2. Hinsichtlich der materiell-rechtlichen Streitfrage der Erfassung der Anteile an der M-GmbH im Einheitswert des Betriebsvermögens der KG weist der Senat darauf hin, dass es insoweit allein auf die --vom FG nicht festgestellte-- Behandlung der Anteile in der Steuerbilanz der KG, zu denen auch die Sonderbilanzen ihrer Gesellschafter gehören, ankommt.
Nach ständiger Rechtsprechung des Senats kann ein Streit über den Ansatz oder den Wert einzelner Wirtschaftsgüter nur auf dem Gebiet der Ertragsteuern ausgetragen werden. Denn im Hinblick auf die materiell-rechtliche (§ 95 Abs. 1, § 103 Abs. 1, § 109 Abs. 1 des Bewertungsgesetzes --BewG--) und verfahrensrechtliche (§ 109a BewG) Anknüpfung der Einheitsbewertung des Betriebsvermögens an die Steuerbilanzwerte sind die ertragsteuerrechtlichen Bilanzansätze --von hier nicht in Betracht kommenden Ausnahmen abgesehen-- dem Grunde und der Höhe nach ohne weiteres für die Feststellung des Einheitswerts des Betriebsvermögens zu übernehmen (BFH-Entscheidungen vom 25. Januar 2005 II B 170/03, BFHE 208, 418, BStBl II 2005, 429, und vom 10. März 2005 II R 69/03, BFH/NV 2005, 1499).
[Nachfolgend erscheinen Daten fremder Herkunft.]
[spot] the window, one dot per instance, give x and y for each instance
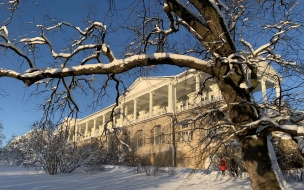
(139, 138)
(115, 146)
(157, 135)
(185, 133)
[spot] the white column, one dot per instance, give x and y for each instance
(263, 86)
(197, 89)
(94, 128)
(151, 104)
(103, 123)
(278, 90)
(86, 131)
(75, 133)
(135, 109)
(122, 115)
(126, 115)
(174, 97)
(170, 98)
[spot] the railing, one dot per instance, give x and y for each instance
(157, 112)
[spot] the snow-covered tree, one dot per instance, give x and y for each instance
(223, 38)
(48, 148)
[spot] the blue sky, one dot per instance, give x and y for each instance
(17, 110)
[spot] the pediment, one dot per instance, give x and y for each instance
(146, 84)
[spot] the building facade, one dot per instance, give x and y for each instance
(153, 116)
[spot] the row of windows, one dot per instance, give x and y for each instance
(159, 137)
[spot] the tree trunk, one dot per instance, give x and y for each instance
(258, 164)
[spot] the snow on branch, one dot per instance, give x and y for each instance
(283, 27)
(116, 66)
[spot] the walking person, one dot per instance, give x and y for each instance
(223, 165)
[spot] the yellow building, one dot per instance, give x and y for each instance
(155, 117)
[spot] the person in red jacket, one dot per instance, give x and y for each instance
(223, 165)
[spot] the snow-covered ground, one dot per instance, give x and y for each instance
(120, 178)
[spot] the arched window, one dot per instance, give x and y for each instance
(139, 138)
(157, 136)
(184, 132)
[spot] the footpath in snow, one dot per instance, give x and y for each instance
(120, 178)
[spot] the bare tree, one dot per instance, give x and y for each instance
(225, 39)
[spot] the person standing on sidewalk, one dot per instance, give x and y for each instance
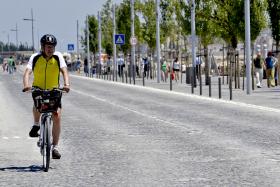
(258, 66)
(270, 63)
(176, 68)
(11, 65)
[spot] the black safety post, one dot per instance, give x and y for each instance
(210, 87)
(200, 85)
(220, 88)
(170, 82)
(143, 78)
(192, 83)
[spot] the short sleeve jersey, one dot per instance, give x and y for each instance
(46, 73)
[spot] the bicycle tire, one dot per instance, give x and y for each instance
(47, 143)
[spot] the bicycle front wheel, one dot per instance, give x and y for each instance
(47, 144)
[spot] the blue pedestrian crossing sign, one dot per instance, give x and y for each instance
(119, 39)
(70, 47)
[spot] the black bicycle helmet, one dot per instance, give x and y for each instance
(48, 39)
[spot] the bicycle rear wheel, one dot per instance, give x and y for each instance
(47, 143)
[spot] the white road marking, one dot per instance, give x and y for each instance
(136, 112)
(263, 108)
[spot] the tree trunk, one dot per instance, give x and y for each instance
(206, 68)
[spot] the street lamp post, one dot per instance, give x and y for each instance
(16, 30)
(32, 20)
Einer Klärung dieser Fragen in einem Verfahren auf dem Gebiet der Ertragsteuern stünde nicht entgegen, dass die bloße Aktivierung der Anteile an der M-GmbH bis zur Vornahme von Gewinnausschüttungen oder der Realisierung von Wertveränderungen noch nicht zu einer Gewinnauswirkung führt. Denn die für ein Einspruchs- und Klageverfahren erforderliche Beschwer (§ 350 der Abgabenordnung --AO 1977--, § 40 Abs. 2 FGO) ist schon im Hinblick auf die Bindungswirkung der Steuerbilanzansätze für die Vermögensaufstellung gegeben (vgl. --zur Beschwer bei der Zugrundelegung einer unzutreffenden Einkunftsart ohne Auswirkung auf die Höhe der Einkünfte des laufenden Veranlagungszeitraums-- auch BFH-Urteil vom 15. April 2004 IV R 54/02, BFHE 206, 90, BStBl II 2004, 868, unter I.).